More recently, the government has been embroiled in a row over Montenegro’s census, which was due to be conducted in 2021, ten years since the last census in 2011. Many in Montenegro feel that the census should be delayed given the growing fissures in Montenegrin society and the fears that revelations in it could further polarise an already deeply divided country.

There have also been calls to remove the requirement to state ethnicity, language or religious convictions on the census form. In a joint statement, the ambassadors of the UK and US warned that “certain political forces are cynically championing this initiative, hoping to drive a wedge between those who identify as Montenegrin and those who identify as Serb”.

But Knezevic is resolute: ethnicity, language, and religion are important questions that deserve to be on the census. He wants to be able to identify as being of Serbian heritage, as a believer in the Serbian Orthodox Church, and as someone who speaks the Serbian language – rather than the Montenegrin language which, he says, received undue favour under Djukanovic.

(In 2017, Montenegrin was officially classified as distinct from Serbian by the International Organisation for Standardisation. Most linguists agree, however, that the languages are almost identical.)

“In the US when they have a census they ask about nationality and religion, they also ask about sexual preferences. In the US all these elements are there, whereas here they want to stop the census and delete nationality or religious affiliation,” he said.

“The free expression of our citizens should not be stopped […] They should be free to say if they speak the Serbian language, follow the Serbian Orthodox Church, or declare themselves as Serbs.”

There are practical reasons too for holding the census before the end of 2021, he said, namely the allegations of voter fraud levelled by the opposition against Djukanovic and the DPS. These not only apply to the 2020 elections but go right back to the referendum, which was passed by a razor-thin – some would argue, a suspiciously thin – minority of voters in 2006.

Next to the gun, directly above his head as he speaks from his office in Podgorica, is another frame, this one containing a painting of Knezevic’s ancestors fighting the Ottoman Turks in the 1860s. Back then, Montenegrins fought alongside Serbs, and eventually threw off the yoke of Constantinople after almost four hundred years, Montenegro was recognised as an independent state in 1878.

It would spend just 40 years as an independent nation before being subsumed into the Kingdom of Serbs, Croats, and Slovenes in 1918 and then the Kingdom of Yugoslavia in 1929. Apart from three years as a fascist puppet state during World War II, It would remain part of Yugoslavia until 2003.

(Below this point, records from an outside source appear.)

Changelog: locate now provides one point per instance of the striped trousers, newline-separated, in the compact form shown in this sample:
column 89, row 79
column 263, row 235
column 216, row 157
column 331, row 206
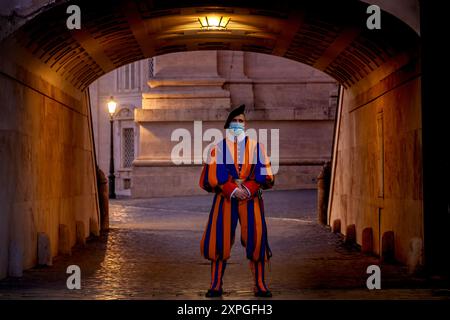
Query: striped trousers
column 219, row 234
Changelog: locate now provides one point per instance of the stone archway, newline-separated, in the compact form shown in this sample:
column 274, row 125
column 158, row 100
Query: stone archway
column 45, row 68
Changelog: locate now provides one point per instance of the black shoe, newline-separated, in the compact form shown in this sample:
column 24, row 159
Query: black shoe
column 263, row 294
column 213, row 293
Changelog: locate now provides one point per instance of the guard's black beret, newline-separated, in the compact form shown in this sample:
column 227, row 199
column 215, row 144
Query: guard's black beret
column 233, row 113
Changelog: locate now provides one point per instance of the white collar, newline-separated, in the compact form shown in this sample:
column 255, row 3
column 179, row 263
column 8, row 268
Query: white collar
column 231, row 136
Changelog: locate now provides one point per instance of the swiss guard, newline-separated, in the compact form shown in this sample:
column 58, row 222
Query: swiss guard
column 236, row 171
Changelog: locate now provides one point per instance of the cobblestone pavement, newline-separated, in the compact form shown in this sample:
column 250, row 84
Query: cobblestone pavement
column 152, row 252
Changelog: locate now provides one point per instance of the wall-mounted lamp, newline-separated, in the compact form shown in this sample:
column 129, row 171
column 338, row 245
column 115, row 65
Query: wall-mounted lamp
column 214, row 22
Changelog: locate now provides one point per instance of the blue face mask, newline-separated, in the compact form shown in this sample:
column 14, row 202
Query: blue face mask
column 236, row 128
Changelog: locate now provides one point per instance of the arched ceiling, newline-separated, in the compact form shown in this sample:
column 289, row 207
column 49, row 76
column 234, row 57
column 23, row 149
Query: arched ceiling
column 330, row 36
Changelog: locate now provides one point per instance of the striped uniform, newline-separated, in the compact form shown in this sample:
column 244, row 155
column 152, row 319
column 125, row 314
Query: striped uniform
column 230, row 160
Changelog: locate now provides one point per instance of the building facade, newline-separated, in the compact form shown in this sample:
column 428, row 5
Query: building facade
column 192, row 92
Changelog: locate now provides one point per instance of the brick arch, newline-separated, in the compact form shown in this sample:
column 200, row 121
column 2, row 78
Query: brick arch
column 45, row 67
column 328, row 36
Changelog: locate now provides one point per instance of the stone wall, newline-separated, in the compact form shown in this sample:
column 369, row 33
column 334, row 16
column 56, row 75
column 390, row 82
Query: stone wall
column 280, row 94
column 47, row 167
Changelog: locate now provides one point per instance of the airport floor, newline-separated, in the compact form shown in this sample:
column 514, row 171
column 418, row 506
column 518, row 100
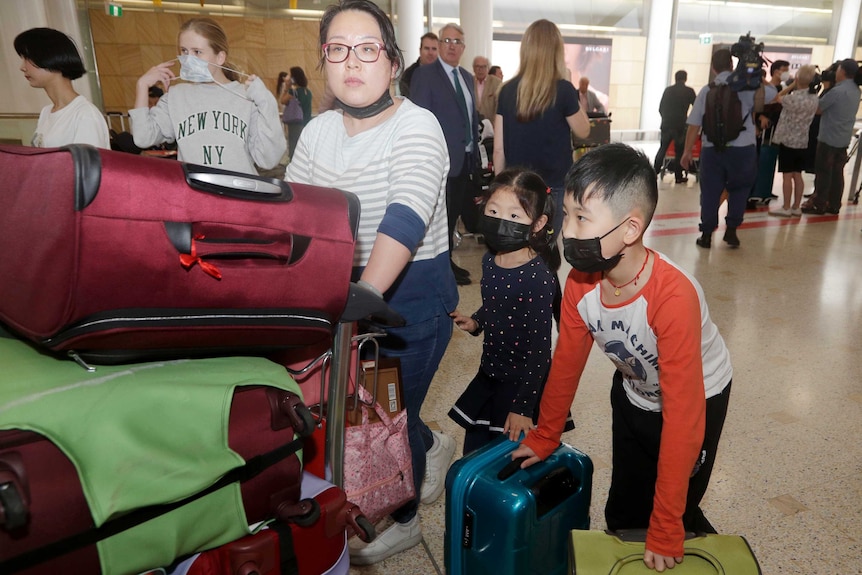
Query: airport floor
column 788, row 303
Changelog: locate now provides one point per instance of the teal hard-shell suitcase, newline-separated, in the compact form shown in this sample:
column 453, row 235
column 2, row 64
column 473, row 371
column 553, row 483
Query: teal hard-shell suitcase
column 502, row 520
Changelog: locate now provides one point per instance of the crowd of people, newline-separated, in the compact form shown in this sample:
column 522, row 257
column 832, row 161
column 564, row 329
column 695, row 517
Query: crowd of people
column 803, row 123
column 412, row 161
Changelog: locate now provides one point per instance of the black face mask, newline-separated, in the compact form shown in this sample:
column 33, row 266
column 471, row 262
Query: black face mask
column 586, row 255
column 381, row 104
column 504, row 235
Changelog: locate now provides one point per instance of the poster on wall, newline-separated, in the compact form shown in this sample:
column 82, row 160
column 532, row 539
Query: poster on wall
column 797, row 57
column 585, row 57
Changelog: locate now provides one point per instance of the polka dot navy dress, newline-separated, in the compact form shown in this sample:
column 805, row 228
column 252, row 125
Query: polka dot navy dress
column 516, row 317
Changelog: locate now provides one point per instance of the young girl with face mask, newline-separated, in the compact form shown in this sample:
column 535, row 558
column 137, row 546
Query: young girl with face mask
column 216, row 120
column 518, row 284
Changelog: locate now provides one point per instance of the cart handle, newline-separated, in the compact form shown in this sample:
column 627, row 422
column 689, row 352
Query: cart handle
column 362, row 303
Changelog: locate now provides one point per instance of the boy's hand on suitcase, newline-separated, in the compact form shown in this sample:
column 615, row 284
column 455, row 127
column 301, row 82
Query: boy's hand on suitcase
column 524, row 451
column 515, row 424
column 660, row 562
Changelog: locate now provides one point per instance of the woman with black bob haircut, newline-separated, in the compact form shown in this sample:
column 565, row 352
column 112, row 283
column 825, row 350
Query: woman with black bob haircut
column 50, row 60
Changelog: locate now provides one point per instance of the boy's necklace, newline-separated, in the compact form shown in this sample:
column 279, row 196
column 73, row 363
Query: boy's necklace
column 618, row 288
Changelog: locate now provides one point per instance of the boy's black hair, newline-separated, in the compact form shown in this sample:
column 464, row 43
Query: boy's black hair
column 617, row 174
column 535, row 198
column 387, row 30
column 50, row 50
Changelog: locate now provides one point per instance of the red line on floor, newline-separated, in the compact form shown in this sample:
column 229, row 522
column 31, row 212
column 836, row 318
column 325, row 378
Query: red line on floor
column 771, row 222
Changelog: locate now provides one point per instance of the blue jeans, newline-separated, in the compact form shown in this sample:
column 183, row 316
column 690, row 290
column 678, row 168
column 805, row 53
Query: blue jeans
column 420, row 347
column 733, row 170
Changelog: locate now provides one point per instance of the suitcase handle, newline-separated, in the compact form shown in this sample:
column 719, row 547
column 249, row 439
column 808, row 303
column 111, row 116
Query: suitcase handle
column 237, row 185
column 708, row 557
column 14, row 493
column 511, row 468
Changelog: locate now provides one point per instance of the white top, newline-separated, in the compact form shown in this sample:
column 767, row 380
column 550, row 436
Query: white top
column 223, row 126
column 401, row 161
column 79, row 122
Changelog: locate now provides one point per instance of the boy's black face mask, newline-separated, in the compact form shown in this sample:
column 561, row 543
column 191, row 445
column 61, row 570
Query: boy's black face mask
column 504, row 235
column 586, row 255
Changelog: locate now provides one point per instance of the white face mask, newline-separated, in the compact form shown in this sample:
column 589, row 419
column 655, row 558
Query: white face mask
column 194, row 69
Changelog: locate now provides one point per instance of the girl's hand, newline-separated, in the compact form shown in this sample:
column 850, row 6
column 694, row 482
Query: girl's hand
column 464, row 322
column 158, row 73
column 515, row 424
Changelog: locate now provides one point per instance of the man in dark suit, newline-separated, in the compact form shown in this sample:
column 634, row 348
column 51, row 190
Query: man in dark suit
column 427, row 55
column 675, row 102
column 434, row 87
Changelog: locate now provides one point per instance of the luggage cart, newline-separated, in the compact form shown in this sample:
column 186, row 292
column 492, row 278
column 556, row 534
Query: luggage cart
column 600, row 134
column 335, row 370
column 670, row 156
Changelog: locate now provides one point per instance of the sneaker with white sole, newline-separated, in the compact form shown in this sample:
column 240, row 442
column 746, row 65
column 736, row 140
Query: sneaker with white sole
column 436, row 465
column 397, row 538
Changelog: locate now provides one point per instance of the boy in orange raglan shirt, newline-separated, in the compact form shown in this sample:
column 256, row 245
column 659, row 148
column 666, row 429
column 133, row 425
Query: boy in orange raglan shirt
column 672, row 384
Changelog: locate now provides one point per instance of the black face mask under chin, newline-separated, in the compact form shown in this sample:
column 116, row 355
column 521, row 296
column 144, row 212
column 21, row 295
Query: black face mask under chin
column 381, row 104
column 586, row 255
column 504, row 235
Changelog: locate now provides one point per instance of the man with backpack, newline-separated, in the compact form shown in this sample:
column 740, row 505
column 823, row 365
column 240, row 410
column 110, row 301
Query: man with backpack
column 728, row 158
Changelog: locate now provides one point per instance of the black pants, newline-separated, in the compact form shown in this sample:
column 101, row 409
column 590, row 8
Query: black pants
column 829, row 176
column 460, row 199
column 636, row 441
column 677, row 136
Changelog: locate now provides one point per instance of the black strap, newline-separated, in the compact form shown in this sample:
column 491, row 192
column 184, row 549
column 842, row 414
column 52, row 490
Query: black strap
column 287, row 551
column 252, row 468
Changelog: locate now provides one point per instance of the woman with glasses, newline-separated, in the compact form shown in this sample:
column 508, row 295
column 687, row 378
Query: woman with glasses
column 393, row 156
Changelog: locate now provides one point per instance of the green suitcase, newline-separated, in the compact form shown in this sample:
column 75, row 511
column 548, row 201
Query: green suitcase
column 621, row 553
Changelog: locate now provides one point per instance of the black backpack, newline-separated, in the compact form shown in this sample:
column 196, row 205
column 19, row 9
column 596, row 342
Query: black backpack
column 722, row 116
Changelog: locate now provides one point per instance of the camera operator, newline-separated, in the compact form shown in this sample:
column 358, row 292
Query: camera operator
column 837, row 110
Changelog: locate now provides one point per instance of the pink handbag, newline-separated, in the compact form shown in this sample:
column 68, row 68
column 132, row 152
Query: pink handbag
column 378, row 471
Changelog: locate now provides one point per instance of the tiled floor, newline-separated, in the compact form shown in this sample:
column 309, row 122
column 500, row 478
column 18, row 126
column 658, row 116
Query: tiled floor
column 789, row 305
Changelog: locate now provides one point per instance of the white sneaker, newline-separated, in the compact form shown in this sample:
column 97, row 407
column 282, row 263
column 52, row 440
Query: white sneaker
column 436, row 465
column 397, row 538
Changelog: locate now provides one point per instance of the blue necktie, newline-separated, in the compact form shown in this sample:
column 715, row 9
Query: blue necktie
column 463, row 101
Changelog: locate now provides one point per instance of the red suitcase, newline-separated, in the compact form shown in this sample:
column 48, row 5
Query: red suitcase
column 322, row 546
column 316, row 549
column 267, row 552
column 111, row 254
column 41, row 496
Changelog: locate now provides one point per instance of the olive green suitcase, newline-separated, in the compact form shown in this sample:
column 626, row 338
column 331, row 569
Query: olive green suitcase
column 621, row 553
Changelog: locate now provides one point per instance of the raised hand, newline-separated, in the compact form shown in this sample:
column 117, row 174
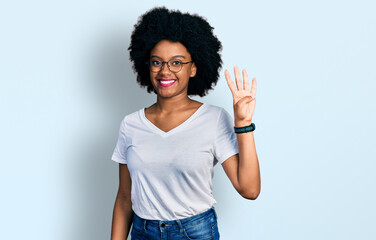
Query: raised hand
column 244, row 100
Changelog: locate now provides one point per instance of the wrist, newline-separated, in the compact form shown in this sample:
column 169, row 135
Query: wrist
column 242, row 123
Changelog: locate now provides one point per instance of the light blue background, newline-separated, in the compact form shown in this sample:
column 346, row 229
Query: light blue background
column 66, row 83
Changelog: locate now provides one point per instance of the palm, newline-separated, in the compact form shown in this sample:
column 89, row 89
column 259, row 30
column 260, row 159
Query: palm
column 244, row 100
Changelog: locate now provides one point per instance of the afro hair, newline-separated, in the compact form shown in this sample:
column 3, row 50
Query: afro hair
column 193, row 31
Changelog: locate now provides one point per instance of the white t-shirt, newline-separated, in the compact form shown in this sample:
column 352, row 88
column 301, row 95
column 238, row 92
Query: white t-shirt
column 172, row 171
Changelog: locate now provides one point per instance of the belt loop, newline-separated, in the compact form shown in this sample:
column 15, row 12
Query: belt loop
column 145, row 225
column 180, row 226
column 215, row 214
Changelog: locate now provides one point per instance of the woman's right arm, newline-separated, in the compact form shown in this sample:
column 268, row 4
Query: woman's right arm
column 123, row 213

Knezevic voted against independence in 2006 but says that he would not seek to rerun that vote today. Montenegro is an independent state, a member of NATO and an aspiring member of the EU and his government is not trying to change that. What it is trying to change is the nature of independent Montenegro as a fiefdom of one man: Milo Djukanovic.

“I respect the fact that Montenegro is an independent state. I have no reason to ever question that,” he said. “But it has become the private property of Djukanovic […] that was not what the people who voted for independent Montenegro had in mind.”